A Safe, Permanent Solution In Managing Hazardous Nuclear Waste Materials Is Urgently Needed

The Blue Ribbon Commission on America’s Nuclear Future, the panel appointed to find alternatives to Nevada’s nuclear waste storage, declared recently that the United States would have to develop a ‘consent based approach’ in choosing site dealing with nuclear waste based on what Finland, France, Spain and Sweden had accomplished, and where U.S. Congress obviously had failed to make the decision.

The aforementioned countries, has decided on their constituents’ willingness and approval to put up nuclear waste depot sites.

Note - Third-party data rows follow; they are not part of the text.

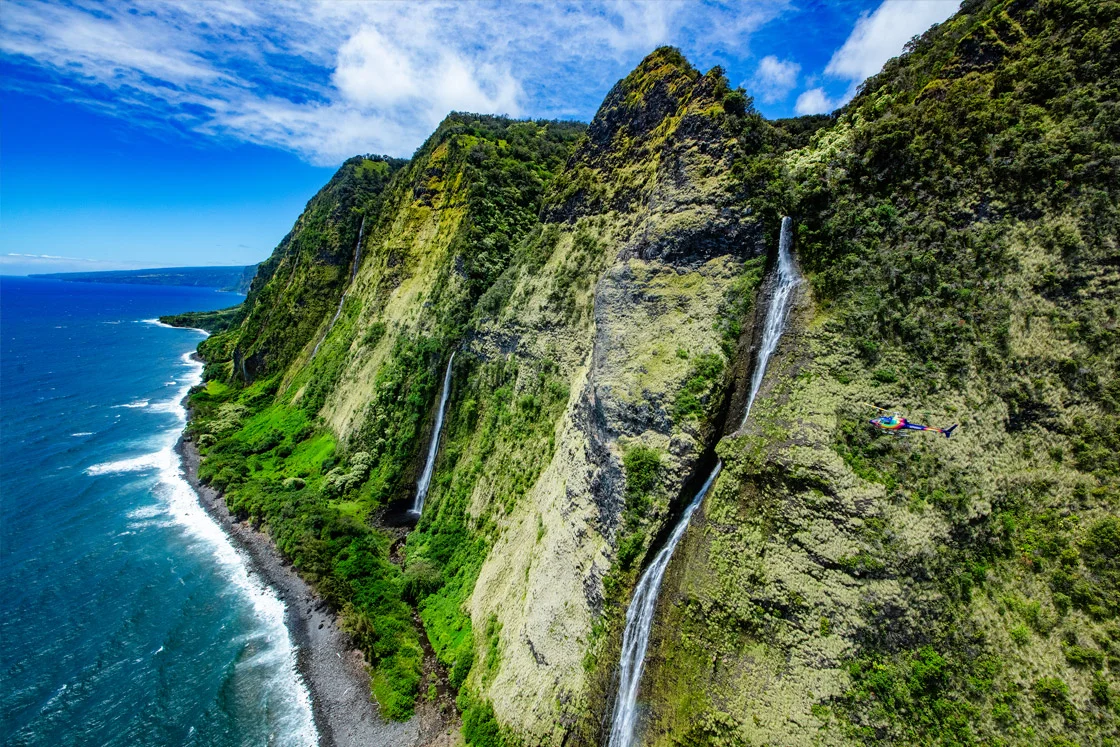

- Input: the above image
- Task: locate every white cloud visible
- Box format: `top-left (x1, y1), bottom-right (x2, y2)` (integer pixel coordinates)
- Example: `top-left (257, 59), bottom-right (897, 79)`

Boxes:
top-left (748, 55), bottom-right (801, 104)
top-left (793, 88), bottom-right (838, 116)
top-left (824, 0), bottom-right (960, 90)
top-left (0, 0), bottom-right (796, 165)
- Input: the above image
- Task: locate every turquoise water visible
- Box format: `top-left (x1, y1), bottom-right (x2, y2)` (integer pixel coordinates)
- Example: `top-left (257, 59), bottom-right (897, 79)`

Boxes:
top-left (0, 278), bottom-right (316, 747)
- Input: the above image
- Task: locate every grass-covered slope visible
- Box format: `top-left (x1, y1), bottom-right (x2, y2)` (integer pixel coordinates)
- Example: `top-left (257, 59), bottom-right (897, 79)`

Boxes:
top-left (224, 157), bottom-right (405, 383)
top-left (181, 114), bottom-right (582, 718)
top-left (645, 0), bottom-right (1120, 745)
top-left (179, 0), bottom-right (1120, 746)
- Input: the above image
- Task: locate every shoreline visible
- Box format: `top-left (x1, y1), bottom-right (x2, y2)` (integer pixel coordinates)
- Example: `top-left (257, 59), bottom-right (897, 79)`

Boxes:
top-left (175, 433), bottom-right (423, 747)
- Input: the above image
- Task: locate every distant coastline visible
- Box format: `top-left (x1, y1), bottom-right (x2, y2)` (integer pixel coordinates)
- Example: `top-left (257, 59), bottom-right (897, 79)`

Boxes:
top-left (27, 264), bottom-right (258, 295)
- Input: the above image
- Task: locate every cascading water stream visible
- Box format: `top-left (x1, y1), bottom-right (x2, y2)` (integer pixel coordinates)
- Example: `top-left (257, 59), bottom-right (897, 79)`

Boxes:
top-left (311, 215), bottom-right (365, 360)
top-left (410, 353), bottom-right (455, 516)
top-left (607, 216), bottom-right (801, 747)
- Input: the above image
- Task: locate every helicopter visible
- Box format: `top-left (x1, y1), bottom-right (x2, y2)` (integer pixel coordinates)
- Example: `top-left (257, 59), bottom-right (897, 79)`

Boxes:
top-left (867, 404), bottom-right (960, 438)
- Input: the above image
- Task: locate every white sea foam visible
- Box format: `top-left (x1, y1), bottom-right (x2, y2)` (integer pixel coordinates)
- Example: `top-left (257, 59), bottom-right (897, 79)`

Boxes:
top-left (86, 331), bottom-right (318, 747)
top-left (140, 319), bottom-right (209, 337)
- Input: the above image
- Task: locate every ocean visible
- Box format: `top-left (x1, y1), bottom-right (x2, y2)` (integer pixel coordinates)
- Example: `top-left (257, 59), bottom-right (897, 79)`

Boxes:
top-left (0, 278), bottom-right (316, 747)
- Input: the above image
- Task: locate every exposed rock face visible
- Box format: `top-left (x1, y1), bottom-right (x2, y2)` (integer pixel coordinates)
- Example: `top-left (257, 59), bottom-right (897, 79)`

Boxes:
top-left (232, 157), bottom-right (405, 382)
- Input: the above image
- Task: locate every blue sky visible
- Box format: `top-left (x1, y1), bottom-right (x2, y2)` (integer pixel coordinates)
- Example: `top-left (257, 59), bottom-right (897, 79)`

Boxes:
top-left (0, 0), bottom-right (958, 274)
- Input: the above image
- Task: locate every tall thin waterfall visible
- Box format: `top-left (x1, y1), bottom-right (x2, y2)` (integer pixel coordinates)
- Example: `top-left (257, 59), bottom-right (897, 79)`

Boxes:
top-left (311, 215), bottom-right (365, 360)
top-left (412, 353), bottom-right (455, 516)
top-left (607, 216), bottom-right (801, 747)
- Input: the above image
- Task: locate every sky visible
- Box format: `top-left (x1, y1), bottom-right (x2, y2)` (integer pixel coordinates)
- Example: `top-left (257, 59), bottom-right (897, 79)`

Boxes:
top-left (0, 0), bottom-right (959, 274)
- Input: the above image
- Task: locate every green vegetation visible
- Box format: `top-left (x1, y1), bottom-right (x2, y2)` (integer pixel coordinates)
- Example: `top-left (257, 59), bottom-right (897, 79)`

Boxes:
top-left (177, 0), bottom-right (1120, 747)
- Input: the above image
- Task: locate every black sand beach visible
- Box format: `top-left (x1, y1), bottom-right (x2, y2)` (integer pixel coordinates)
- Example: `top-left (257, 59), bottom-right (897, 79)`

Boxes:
top-left (176, 438), bottom-right (445, 747)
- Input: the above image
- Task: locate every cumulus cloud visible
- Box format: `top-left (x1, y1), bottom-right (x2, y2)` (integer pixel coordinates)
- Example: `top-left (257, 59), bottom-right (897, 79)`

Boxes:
top-left (748, 55), bottom-right (801, 104)
top-left (824, 0), bottom-right (961, 86)
top-left (793, 88), bottom-right (838, 116)
top-left (0, 0), bottom-right (796, 165)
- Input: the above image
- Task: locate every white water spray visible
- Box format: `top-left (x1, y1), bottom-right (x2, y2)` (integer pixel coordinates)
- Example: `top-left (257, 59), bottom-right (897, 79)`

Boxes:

By securing local consent the U.S. government might avoid the kind of conflicts that led to the cancellation of plans to create a repository at Yucca Mountain, a site 100 miles from Las Vegas, in 2010.

Congress settled on Yucca Mountain as a disposal site of hazardous nuclear waste materials in 1987 after powerful senators from Louisiana, Texas and Washington fought off proposals for waste storage in their states.

But when Harry Reid of Nevada became Senate majority leader after the 2006 elections, he maneuvered the project to a near-standstill, and Mr. Obama, campaigning in 2008, promised to shelve it if elected.

The Energy Department announced in 2010 that it was withdrawing its application with the Nuclear Regulatory Commission to operate the site.

The panel suggested that the task of managing hazardous nuclear waste radioactive materials should be given to a federally chartered corporation created for that purpose and not to The Department of Energy.

The commission, appointed by President Obama two years ago, warned that finding a safe, permanent solution to the nuclear waste materials issue was urgent. “This generation has a fundamental, ethical obligation to avoid burdening future generations with the entire task of finding a safe, permanent solution for managing hazardous nuclear materials they had no part in creating,” the panel wrote.

Most of those materials are civilian, but some are leftovers of a half-century of nuclear weapons production, beginning in the mid-1940s. A smaller volume is from naval propulsion reactors and government research reactors.

The Fukushima Daiichi nuclear plant disaster in Japan last March 2011, has added urgency to the waste issue, the commissioners wrote, because it underscored the reality that the United States has no option but to store it in spent fuel pools or in dry casks at nuclear plants. They said that work should start promptly on figuring out how to ship the material elsewhere.

Some nuclear power advocates argue that the United States should develop factories and reactors that will recycle some of the spent fuel. But the commission said that no existing technology was adequate for that purpose, given cost considerations and the risk of nuclear proliferation.

Nine states, including California, have banned the construction of new reactors until the waste problem is solved or until substantial progress is made on the issue.